Fani et al. (2005) studied the organization of the histidine synthesis genes across the Proteobacteria. They reported that the unified operon hisGDC(NB)HAF(IE) found in Escherichia coli, where hisNB and hisIE are gene fusions, is broken up in many Proteobacteria. They considered that the common ancestor of the Proteobacteria may have had this unified organization and it was then broken up in several lineages, or that the unified operon may have evolved by joining several pieces. They favored the joining model, with the unified operon forming in the ancestor of the ß/γ-Proteobacteria, because they thought it unlikely that the operon would independently break up multiple times. However, they restricted their analysis to the Proteobacteria and considered other genomes as being outside the scope of their study.

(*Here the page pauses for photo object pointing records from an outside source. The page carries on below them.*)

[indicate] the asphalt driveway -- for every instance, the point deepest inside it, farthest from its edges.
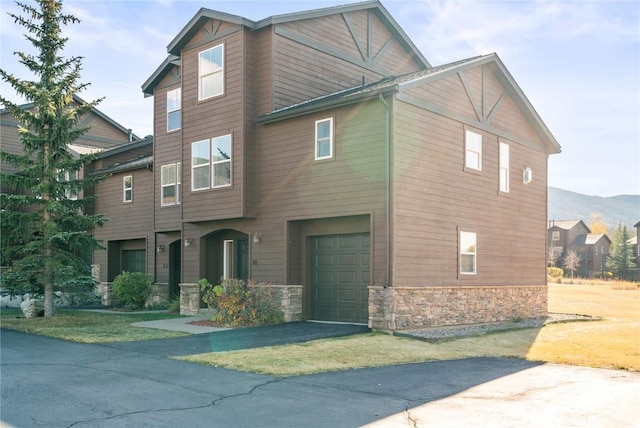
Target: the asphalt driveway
(49, 382)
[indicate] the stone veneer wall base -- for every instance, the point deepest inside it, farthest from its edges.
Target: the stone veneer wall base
(402, 308)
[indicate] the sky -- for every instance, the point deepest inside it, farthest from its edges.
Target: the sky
(578, 62)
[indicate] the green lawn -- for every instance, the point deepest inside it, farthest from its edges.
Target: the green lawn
(88, 327)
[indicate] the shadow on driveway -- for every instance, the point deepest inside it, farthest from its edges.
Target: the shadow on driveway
(241, 338)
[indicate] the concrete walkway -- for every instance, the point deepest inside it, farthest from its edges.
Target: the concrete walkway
(181, 324)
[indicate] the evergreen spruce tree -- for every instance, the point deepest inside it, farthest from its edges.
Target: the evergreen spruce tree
(46, 229)
(620, 261)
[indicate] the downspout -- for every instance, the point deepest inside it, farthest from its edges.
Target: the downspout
(387, 195)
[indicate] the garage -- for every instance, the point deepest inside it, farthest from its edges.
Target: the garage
(340, 275)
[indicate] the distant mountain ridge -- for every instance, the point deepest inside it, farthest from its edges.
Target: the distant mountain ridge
(614, 210)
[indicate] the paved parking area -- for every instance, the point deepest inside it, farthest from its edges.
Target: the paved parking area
(53, 383)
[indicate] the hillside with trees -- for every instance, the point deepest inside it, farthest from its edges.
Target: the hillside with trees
(613, 210)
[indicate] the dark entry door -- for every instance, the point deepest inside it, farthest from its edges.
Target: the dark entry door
(340, 274)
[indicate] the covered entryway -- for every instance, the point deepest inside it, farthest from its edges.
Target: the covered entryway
(340, 274)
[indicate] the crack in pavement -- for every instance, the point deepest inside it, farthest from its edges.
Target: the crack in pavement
(177, 409)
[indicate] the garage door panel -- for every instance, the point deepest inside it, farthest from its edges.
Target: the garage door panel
(340, 275)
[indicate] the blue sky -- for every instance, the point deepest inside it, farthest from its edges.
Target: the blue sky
(578, 62)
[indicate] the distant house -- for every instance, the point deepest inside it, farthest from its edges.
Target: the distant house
(635, 244)
(574, 235)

As can be seen with the MicrobesOnline comparative genome browser (e.g., http://www.microbesonline.org/hisoperon), bacteria across many phyla have a compact histidine operon, including high-GC Gram positives (e.g., Mycobacterium tuberculosis has hisDCBH-impA-hisFI), low-GC Gram positives (Bacillus subtilis has hisZGDBHAFI), Thermotoga maritima (hisGDCBHAFI), Euryarchaeota (Pyrococcus furiosus has hisZGDBHAF(IE)C), and Crenarchaeota (Sulfolobus solfataricus has hisCGABFDEHI). This broad phylogenetic distribution suggests that the unified histidine operon is ancient. Consistent with the hypothesis of a single origin, hisDBHAFI are in the same relative order in all of these groups except the Crenarchaeota. Also consistent with this hypothesis, some δ-Proteobacteria have a unified histidine operon (e.g., Geobacter metallireducens has hisGDCBHAFI). The δ-Proteobacteria branched early in the evolution of the Proteobacteria (probably after the ε‘s and definitely before the α‘s diverged from the ß/γ‘s) and were not included in Fani et al.’s study (the data may not have been available).

Could the ß/γ-Proteobacteria have formed the unified histidine operon and then transported it to other lineages? To test this hypothesis we built a concatenated protein tree from the eight genes hisGDCBHAFI. These eight genes have easily identifiable orthologues (from bidirectional best hits or single-copy COGs) in most genomes. Given 122 genomes that contain all 8 genes, we built 8 alignments with MUSCLE, concatenated them, removed positions with gaps or adjacent to gaps, and built a consensus neighbor-joining tree with PHYLIP NEIGHBOR and CONSENSE. We used 100 bootstraps and gamma-distributed rates in eight categories with a coefficient of variation of 1.14 (estimated using tree-puzzle).

As shown in Fig. 1, the unified histidine operon is present across the tree and not only in sequences affiliated with the ß/γ-Proteobacteria. The low-GC Gram positives, the high-GC Gram positives, and diverse thermophiles form well-supported clades containing the unified operon. It also appears that the ß-Proteobacteria have rather distinct sequences from most (but not all) of the γ-Proteobacteria, so that the major γ-Proteobacterial group on the right in Fig. 1 (which includes E. coli and other γ‘s with the unified operon) may have arisen by horizontal transfer. The paraphyly of Proteobacterial hisG, hisD, and hisC was previously noted by Bond and Francklyn (2000).

Figure 1
figure 1

A concatenated protein distance tree of hisGDCBHAFI across 122 prokaryotes. The number on each leaf (species) indicates how many of these eight genes are present in a single operon: 7 and 8 indicate unified operons and 1 indicates that the genes are completely scattered. Additional members of a species with the same operon organization are marked with a period. The heavy circles mark well-supported major clades present in more than 90 of 100 boostraps. The vast majority of the branches within each major clade have similarly high boostraps. None of the larger groupings of major clades have bootstraps over 80.

Thus, the unified his operon is indeed ancient. Because horizontal transfer is common in bacteria, we argue that it is essential to examine as many genomes as possible when drawing conclusions about the origins of a character such as operon structure. Furthermore, operon structure evolves rapidly relative to the age of the Bacteria, or even the age of the Proteobacteria: about half of E. coli operons are broken apart in non-γ-Proteobacteria. Reconstructions of operon evolution from parsimony may be misleading when used on large timescales.